The German construction sector is steadily improving. The industry recorded the second highest number of bankruptcies in Germany over the last year, after wholesale and retail trade, including maintenance and repair of motor vehicles, which saw around 4,800 bankruptcies. However, the trend is on the decline and growth prospects are good. This is the conclusion of the latest study by leading credit insurer Euler Hermes. The German construction sector is expected to grow by 3.5% in 2014 to reach total sales of € 285 billion, and by 5.3% in 2015.
‘Concrete gold’ instead of capital market: Germans see real estate as an attractive investment
“The construction sector in Germany is booming – bucking the general trend in Europe,” said Ludovic Subran
, chief economist at Euler Hermes. “This growth stems almost exclusively from the private house-building segment. Public investment meanwhile is lagging far behind. Besides the generally positive economic trend, the reasons for the strong demand are record low interest rates, low equity financing requirements, low unemployment, higher German purchasing power on the back of rising wages and stronger immigration. These factors make property an attractive investment – Germans are showing a preference for investment in ‘concrete gold’ over equities, which are seen as risky.”
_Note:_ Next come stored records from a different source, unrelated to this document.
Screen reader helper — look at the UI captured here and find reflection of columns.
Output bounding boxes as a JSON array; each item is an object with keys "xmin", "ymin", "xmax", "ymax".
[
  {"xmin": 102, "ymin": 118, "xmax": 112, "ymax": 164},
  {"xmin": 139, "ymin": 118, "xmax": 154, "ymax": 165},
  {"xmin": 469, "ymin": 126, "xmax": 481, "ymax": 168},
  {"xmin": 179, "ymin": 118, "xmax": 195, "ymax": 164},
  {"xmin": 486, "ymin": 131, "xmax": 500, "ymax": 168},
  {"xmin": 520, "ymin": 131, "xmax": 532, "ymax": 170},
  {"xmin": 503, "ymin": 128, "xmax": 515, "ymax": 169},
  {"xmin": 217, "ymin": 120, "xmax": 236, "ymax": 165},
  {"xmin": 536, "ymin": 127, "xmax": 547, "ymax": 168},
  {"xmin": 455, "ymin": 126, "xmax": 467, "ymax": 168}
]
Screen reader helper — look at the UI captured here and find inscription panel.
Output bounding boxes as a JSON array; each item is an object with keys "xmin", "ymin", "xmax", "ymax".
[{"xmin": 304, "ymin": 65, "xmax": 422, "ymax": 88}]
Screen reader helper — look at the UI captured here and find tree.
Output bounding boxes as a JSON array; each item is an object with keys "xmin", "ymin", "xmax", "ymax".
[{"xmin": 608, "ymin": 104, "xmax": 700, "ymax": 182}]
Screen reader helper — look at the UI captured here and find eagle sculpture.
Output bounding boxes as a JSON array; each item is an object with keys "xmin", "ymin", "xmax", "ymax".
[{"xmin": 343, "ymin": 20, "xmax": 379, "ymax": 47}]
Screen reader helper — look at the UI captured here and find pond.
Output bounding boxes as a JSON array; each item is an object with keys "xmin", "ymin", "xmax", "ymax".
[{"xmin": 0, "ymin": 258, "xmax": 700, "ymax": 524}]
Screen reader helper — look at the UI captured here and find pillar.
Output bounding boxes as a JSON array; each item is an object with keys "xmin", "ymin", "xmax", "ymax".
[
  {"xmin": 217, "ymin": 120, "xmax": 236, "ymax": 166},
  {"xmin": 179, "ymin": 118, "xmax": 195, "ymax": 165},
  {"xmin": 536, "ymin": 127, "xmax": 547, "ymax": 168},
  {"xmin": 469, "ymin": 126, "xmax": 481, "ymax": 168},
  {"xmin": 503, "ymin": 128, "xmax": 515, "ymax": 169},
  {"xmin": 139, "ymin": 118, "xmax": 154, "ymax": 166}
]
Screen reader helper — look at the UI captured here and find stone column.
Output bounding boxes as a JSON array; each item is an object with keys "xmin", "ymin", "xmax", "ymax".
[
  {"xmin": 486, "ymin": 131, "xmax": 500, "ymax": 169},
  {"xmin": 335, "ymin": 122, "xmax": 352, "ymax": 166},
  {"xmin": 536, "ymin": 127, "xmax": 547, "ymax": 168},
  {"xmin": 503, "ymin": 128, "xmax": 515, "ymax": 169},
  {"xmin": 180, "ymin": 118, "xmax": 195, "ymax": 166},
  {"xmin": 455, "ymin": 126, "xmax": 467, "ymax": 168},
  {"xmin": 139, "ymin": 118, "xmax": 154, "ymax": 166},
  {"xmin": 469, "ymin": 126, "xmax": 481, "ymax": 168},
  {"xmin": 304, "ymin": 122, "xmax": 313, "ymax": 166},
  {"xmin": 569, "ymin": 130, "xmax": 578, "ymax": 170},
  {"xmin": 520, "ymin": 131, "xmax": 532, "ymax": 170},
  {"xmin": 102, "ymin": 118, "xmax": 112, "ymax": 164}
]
Default risk still high despite improved payment morale and fewer insolvencies
Construction companies are still contending with rising material and energy prices, leading to relatively low profit margins of around 6%. The days sales outstanding period (DSO) in the construction sector may be decreasing, but in 2012 it was still 16 days above Germany‘s cross-sector average of 20 days.
“Payment morale in the construction industry is improving, but the risk of non-payment remains high,” said Thomas Krings, chief risk officer at Euler Hermes Germany. “We are anticipating 3% fewer bankruptcies in 2014 and a further 5% reduction next year. But with over 4,000 cases, the absolute figure in the construction sector is still the second highest in Germany. Nevertheless, the sector is gradually improving, with the number of bankruptcies falling by 23% since the 2009 crisis. Only agriculture has reported a stronger recovery, with a 24% drop in bankruptcies.”
Growth risks: housing bubble, rent control and low public investment
The biggest risks to future growth in the German construction industry are a housing bubble and the rent regulation (“Mietpreisbremse”) debated by the German government. In France the latter led to a sharp slump in the building industry: in Q2 2014 the number of new construction projects was down 19% vs. Q2013. There was also a substantial fall in the number of building permits in France, down 13%.
“In major German cities like Berlin, Frankfurt, Hamburg and Munich, property prices have risen by more than 6% in the last three years – disposable income on the other hand is up by only around 2%,” said Krings. “We are not seeing a housing bubble at the moment, but this gap represents a risk to growth. The rent regulation could also weaken the boom. Lower rents automatically reduce profits for investors, thereby making property investment a less attractive proposition. It is precisely in the metropolitan areas, however, that we need new private constructions, in order to prevent the housing crisis from worsening. We have recently seen in France how this can impact negatively on growth as a whole.”